W pewnym momencie dzieciak nie wytrzymuje tego ciśnienia w domu i pęka. Skoro jestem zła, to muszę się ukarać.
Inny przykład, gdy rodzice nie akceptują mówienia o seksualności. „Nie idź na tę dyskotekę, bo coś złego tam cię spotka”. Dobrze, że się troszczą, lecz mogliby dodać także: cokolwiek by się stało, jesteśmy z tobą. Zdarza się, iż dziewczyna nie ma odwagi powiedzieć rodzicom, że coś się przydarzyło, bo oni nie powiedzą: okej, dziecko jest — trudno, ale my jesteśmy z tobą. Zamiast tego tylko złorzeczą: będzie taki wstyd, a nie mówiłam, sama jesteś sobie winna.
Zdarza się, że dziewczyna jest wykorzystywana seksualnie przez członków rodziny albo tak zwanych „przyjaciół domu”. Kiedy coś sygnalizuje, rodzice to bagatelizują. Wtedy ona nie wytrzymuje i ucieka.
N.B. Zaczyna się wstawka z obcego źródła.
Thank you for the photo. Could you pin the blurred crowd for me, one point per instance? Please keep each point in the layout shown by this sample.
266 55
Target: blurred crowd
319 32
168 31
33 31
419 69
Taka dziewczyna wchodzi wtedy w związki oparte na przemocy, które ja niszczą.
Inną przyczyną są depresje matki czy ojca, choroba psychiczna. Mama niby jest, ale jej nie ma, odcięta emocjonalnie. Wówczas jeśli zjawi się ktoś, kto daje choćby namiastkę tej bliskości, dziewczyna do niego lgnie.
Niektórzy rodzice sami z takich czy innych powodów wypychają dzieci na ulicę. Nie ma na to reguły.
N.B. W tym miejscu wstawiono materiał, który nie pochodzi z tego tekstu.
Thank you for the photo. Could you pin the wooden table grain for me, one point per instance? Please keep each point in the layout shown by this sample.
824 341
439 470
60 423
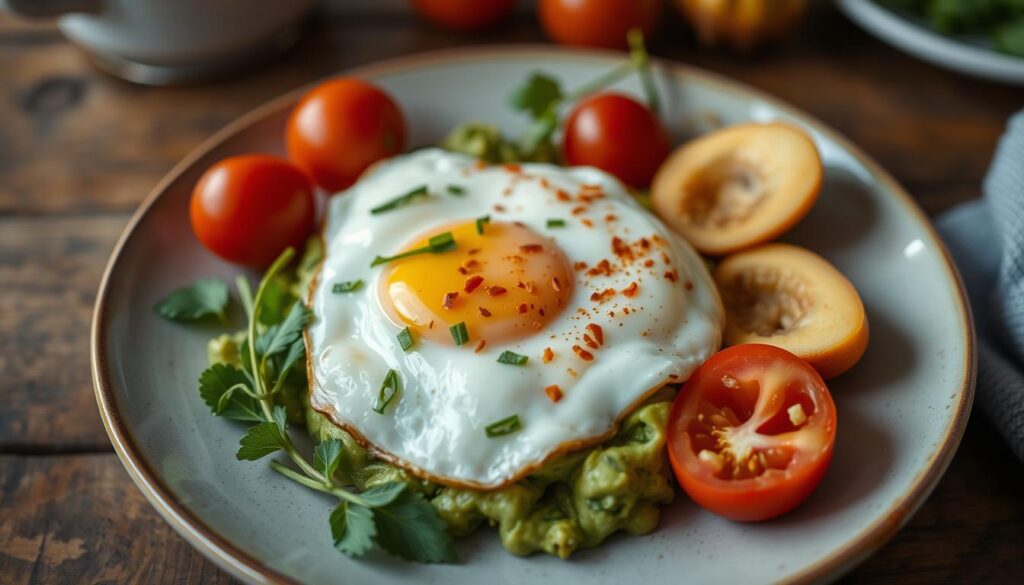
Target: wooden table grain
79 150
Może Siostra podać jakiś przykład?

Pamiętam dwie takie sytuacje. Ojciec chłopaka powiedział: „Wychowuję cię do osiemnastego roku życia, bo ja tak byłem wychowany”. A czy dzisiaj osiemnastolatek może sam sobie poradzić, kiedy dopiero co skończył zawodówkę albo jest w liceum? Więc młodzieniec zajął się handlem narkotykami. Podobne słowa usłyszała pewna dziewczyna, ale ona nawet nie czekała do osiemnastki, tylko wyjechała. Nie chciała czekać na chwilę, kiedy ojciec powie: idź stad. Ale jak mogła się utrzymać? W najprostszy sposób. Zaczęła się prostytuować. Rodzice nic o tym nie wiedza, myślą, że zarabia w normalny sposób. Chodziło jej głównie o to, by nie doświadczyć odrzucenia i udowodnić, że potrafi. Raz na jakiś czas wraca do domu. Rodzice nie pytają, a jeśli, to zdawkowo: co słychać, co robisz. Odpowiada, że pracuje w kawiarni, i problem z głowy. Rodzice nie dociekają, tym bardziej że sami nieraz korzystają z tych pieniędzy.
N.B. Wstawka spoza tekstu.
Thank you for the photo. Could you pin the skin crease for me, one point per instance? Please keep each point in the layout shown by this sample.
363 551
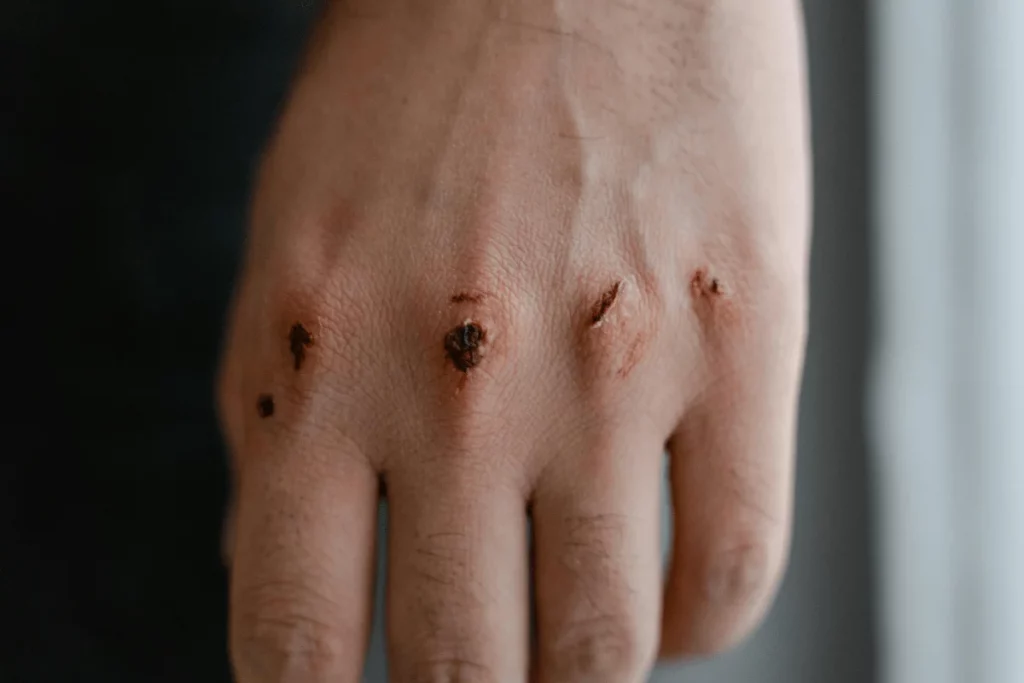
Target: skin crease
615 193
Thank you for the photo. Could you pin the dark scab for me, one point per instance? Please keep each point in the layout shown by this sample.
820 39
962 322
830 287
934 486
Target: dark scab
466 297
265 406
463 345
604 303
299 339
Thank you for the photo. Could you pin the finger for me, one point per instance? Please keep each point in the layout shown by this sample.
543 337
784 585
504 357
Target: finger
731 480
302 572
458 579
596 526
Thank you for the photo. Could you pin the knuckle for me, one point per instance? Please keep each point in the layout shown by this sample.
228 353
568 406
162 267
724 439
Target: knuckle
737 575
603 648
450 670
733 587
278 635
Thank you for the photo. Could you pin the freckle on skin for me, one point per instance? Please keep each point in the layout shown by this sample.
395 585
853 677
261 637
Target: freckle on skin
704 286
264 406
299 339
466 297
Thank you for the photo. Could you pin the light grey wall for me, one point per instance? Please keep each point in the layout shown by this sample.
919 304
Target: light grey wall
821 627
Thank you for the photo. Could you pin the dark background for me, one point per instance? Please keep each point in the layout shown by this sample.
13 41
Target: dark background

Więc dziewczyny utrzymuję swoich rodziców?

Dziewczyna, o której myślę, miała czternaście lat, gdy musiała zacząć się opiekować matka alkoholiczką. Pilnować, żeby nie udławiła się własnymi wymiotami. Żeby znaleźć pieniądze, zajmowała się przemytem narkotyków. Spotkała chłopaka, który zasugerował jej, że mogłaby zarabiać znacznie więcej. Powiedział, że jeśli będzie chciała, może się z nim skontaktować. Zostawił swoja wizytówkę. Gdy zaproponował jej prostytucję, obraziła się. Ale matka umarła i ona została sama jak palec. W dodatku miała dziecko, które ktoś chciał jej odebrać. Przypomniała sobie wtedy tamtą propozycję i zgodziła się. Facet tylko na to czekał, „zaopiekował się” nią, zorganizował wszystko. Poszła zarabiać na ulicę.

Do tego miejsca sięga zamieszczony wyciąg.